Shanghai (AFP) – Fils d’arboriculteurs, Chen Jian savoure les fruits de son accession à la classe moyenne, prenant sa voiture pour se rendre au travail ou l’avion pour partir en vacances -illustration d’une empreinte carbone en forte croissance à mesure que les 1,4 milliard de Chinois gagnent en prospérité.
M. Chen, 33 ans, a grandi sans la télévision dans un village des abords de Shanghai. Il conduit tous les jours sa Chevrolet Lova -une moyenne cylindrée- pour rejoindre l’entreprise étrangère où il est cadre, en attendant de monter dans l’avion qui l’emmène en vacances dans le sud-est asiatique.
« Ma famille vient d’un milieu économique pauvre », dit-il en sirotant une eau gazeuse dans un luxueux hôtel du centre de la capitale économique chinoise.
« Je suis un enfant de la campagne », dit-il. Aujourd’hui encore, il sait tout faire dans le verger familial où s’alignent les pêchers plantés par ses parents.
Chen Jian est à lui seul une illustration de la mutation de la Chine, de plus en plus citadine. Le Parti communiste chinois (PCC), parti unique, fonde sa légitimité sur la hausse du niveau de vie de la population la plus nombreuse de monde.
Depuis qu’il a opté pour un « socialisme de marché », le PCC a présidé à un développement économique sans précédent, donnant naissance à une classe moyenne de quelque 300 millions de Chinois, urbains pour la plupart.
Premier marché mondial pour les automobiles et les smartphones, la Chine est aussi le premier pollueur de la planète, pour avoir émis entre neuf et 10 milliards de tonnes de dioxyde de carbone dans l’atmosphère en 2013.
Le « miracle économique » de la deuxième économie mondiale s’est traduit par une prolifération d’usines fumantes qui en ont fait « l’atelier du monde », créatrices d’emplois mais aussi sources d’inquiétudes qui seront au coeur, le mois prochain, de la conférence de Paris, sur la capacité du pays à réduire ses émissions.
Seuls 18% des Chinois pensent qu’un changement climatique leur poserait « un grave problème », et ils ne sont que 15% à penser que le phénomène les touchera durant leur vie, selon une récente enquête réalisée par le Pew Research Center.
Quand Chen Jian prenait le bus pour rendre visite à sa famille depuis chez lui dans le centre de Shanghai, cela lui prenait deux heures et demi.
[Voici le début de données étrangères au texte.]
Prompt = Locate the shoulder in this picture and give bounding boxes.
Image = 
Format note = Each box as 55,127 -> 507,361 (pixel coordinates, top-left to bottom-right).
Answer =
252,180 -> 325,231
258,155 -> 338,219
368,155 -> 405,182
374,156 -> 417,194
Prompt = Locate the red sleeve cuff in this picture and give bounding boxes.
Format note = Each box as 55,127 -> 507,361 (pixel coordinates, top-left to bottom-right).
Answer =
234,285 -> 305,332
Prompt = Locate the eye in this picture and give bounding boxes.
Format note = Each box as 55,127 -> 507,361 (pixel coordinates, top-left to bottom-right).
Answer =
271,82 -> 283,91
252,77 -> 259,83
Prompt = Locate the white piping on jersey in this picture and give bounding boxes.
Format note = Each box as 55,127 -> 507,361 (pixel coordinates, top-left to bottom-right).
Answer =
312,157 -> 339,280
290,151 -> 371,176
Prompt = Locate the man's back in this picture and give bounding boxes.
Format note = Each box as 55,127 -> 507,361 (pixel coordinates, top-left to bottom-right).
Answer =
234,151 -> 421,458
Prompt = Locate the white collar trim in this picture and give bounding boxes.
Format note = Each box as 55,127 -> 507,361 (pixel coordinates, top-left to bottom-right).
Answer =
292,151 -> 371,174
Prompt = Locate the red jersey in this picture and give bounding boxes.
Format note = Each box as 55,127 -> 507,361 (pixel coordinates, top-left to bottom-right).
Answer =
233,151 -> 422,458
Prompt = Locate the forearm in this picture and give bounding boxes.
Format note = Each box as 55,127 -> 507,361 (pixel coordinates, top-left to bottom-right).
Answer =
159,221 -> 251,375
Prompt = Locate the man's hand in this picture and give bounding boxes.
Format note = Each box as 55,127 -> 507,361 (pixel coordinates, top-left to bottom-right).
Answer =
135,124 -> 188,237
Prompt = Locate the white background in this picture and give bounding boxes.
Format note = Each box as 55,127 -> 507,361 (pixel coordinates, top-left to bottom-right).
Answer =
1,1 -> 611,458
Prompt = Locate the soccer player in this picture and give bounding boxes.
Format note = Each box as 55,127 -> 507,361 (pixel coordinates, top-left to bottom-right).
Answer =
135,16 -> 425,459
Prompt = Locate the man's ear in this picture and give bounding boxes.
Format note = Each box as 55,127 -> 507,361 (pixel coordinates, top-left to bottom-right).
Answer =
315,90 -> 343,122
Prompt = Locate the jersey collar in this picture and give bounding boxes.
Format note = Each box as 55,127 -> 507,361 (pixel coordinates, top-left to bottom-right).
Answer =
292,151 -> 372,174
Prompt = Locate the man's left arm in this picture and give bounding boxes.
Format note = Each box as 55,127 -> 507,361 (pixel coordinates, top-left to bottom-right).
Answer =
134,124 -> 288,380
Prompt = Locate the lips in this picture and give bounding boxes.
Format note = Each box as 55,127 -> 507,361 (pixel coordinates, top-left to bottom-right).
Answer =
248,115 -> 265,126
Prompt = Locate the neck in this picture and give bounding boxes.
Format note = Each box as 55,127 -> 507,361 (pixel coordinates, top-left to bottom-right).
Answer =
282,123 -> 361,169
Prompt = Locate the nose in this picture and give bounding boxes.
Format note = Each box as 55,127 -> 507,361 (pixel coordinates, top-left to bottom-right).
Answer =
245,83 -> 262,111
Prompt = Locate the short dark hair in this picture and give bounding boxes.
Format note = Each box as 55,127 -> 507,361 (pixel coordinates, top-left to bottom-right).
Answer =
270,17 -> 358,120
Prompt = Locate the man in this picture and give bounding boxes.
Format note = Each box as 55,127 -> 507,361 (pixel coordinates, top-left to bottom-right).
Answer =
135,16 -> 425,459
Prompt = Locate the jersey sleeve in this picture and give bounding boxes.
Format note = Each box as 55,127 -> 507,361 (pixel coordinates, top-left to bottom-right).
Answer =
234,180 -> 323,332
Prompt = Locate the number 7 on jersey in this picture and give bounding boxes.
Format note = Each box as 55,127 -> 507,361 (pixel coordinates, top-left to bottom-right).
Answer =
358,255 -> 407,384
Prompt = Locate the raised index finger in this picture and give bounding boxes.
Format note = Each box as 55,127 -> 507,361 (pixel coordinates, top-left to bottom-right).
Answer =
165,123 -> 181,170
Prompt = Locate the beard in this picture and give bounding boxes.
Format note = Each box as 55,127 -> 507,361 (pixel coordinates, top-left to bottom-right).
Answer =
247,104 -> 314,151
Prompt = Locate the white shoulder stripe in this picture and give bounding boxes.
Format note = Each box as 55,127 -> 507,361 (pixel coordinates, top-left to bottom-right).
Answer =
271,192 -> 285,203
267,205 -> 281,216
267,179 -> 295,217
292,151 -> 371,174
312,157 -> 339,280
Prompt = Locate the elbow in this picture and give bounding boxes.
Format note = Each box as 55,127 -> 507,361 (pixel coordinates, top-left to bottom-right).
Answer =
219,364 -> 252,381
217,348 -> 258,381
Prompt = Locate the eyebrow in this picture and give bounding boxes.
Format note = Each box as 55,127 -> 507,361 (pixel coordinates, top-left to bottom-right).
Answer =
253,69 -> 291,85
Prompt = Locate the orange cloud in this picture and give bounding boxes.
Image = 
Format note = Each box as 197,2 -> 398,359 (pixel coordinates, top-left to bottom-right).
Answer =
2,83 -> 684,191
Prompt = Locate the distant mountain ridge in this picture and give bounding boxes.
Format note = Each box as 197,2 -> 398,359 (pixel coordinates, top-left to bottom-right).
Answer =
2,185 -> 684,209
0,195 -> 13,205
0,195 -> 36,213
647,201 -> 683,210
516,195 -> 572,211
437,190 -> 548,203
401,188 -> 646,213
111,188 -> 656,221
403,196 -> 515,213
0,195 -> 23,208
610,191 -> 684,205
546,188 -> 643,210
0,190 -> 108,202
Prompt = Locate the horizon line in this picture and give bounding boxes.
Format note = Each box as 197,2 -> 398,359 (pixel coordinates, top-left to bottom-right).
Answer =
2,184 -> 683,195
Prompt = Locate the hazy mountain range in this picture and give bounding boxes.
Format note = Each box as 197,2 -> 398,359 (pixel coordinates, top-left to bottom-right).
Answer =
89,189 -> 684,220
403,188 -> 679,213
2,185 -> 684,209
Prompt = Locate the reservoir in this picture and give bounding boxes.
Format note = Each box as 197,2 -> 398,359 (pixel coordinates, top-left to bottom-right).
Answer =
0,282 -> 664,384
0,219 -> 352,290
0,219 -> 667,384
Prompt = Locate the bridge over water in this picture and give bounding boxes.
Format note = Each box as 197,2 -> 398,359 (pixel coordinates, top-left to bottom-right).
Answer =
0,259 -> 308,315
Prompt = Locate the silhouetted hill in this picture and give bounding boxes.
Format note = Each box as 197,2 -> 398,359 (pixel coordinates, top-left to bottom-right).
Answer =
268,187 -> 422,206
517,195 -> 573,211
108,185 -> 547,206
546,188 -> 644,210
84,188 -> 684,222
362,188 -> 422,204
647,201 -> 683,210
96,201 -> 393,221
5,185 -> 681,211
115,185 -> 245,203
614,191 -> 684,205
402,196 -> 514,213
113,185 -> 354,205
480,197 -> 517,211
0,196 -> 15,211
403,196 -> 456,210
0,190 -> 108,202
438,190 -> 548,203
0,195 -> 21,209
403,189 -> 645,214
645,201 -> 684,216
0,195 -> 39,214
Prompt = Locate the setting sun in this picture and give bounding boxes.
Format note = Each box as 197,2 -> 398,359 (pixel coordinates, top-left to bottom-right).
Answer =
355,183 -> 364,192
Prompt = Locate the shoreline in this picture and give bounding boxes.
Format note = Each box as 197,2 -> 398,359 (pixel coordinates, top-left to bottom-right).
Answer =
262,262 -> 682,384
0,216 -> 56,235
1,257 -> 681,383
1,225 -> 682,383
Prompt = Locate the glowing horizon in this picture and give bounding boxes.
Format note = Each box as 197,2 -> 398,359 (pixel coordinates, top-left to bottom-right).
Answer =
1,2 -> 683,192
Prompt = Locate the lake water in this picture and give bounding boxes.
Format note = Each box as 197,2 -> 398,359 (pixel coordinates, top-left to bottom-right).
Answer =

En voiture, c’est maintenant 45 minutes: les transports en commun ne soutiennent pas la comparaison.
Et il compte s’acheter une deuxième voiture. Ses collègues lui suggèrent une Mercedes, « parce que c’est mon style », dit-il.
« Si j’allais au travail en vélo, cela me ferait trop loin », et puis, dit-il, « conduire une voiture, c’est une forme de liberté ».
Cela n’a pas échappé à ses concitoyens : plus de 260 millions de véhicules circulaient l’an dernier sur les routes chinoises, dont 23 millions achetés en 2014.
Mais la prochaine voiture de M. Chen sera électrique.
Car, polluées et saturées, au moins huit grandes villes chinoises, dont Shanghai, ont instauré des restrictions quant au nombre de véhicules. A Shanghai, l’obtention d’une nouvelle plaque d’immatriculation se fait par voie d’enchères, et aux prix fort, tandis que la procédure est désormais gratuite pour les véhicules électriques.
Soit une forte incitation à se mettre au « vert ».
Car Chen en convient, « si l’air à Shanghai est si mauvais, c’est surtout à cause des usines, mais les voitures sont aussi un gros problème ».
L’électricité des usines leur est fournie par des centrales, le plus souvent à charbon – un combustible polluant dont le pays est le premier producteur et consommateur.
L’entreprise de fabrication de matelas où Chen travaille, qui dispose de trois sites en Chine, affiche un taux d’émissions polluantes proche de zéro, assure-t-il: « Nos usines sont totalement différentes des usines locales ».
En attendant, il rêve avec son épouse de reprendre un jour les vergers de ses parents, où les pêchers croulent sous leurs fruits juteux.
Quant à la montée du niveau des mers qui menacerait Shanghai comme d’autres métropoles dans le monde, « ça ne sert à rien de s’en inquiéter maintenant, le risque est universel », dit Chen.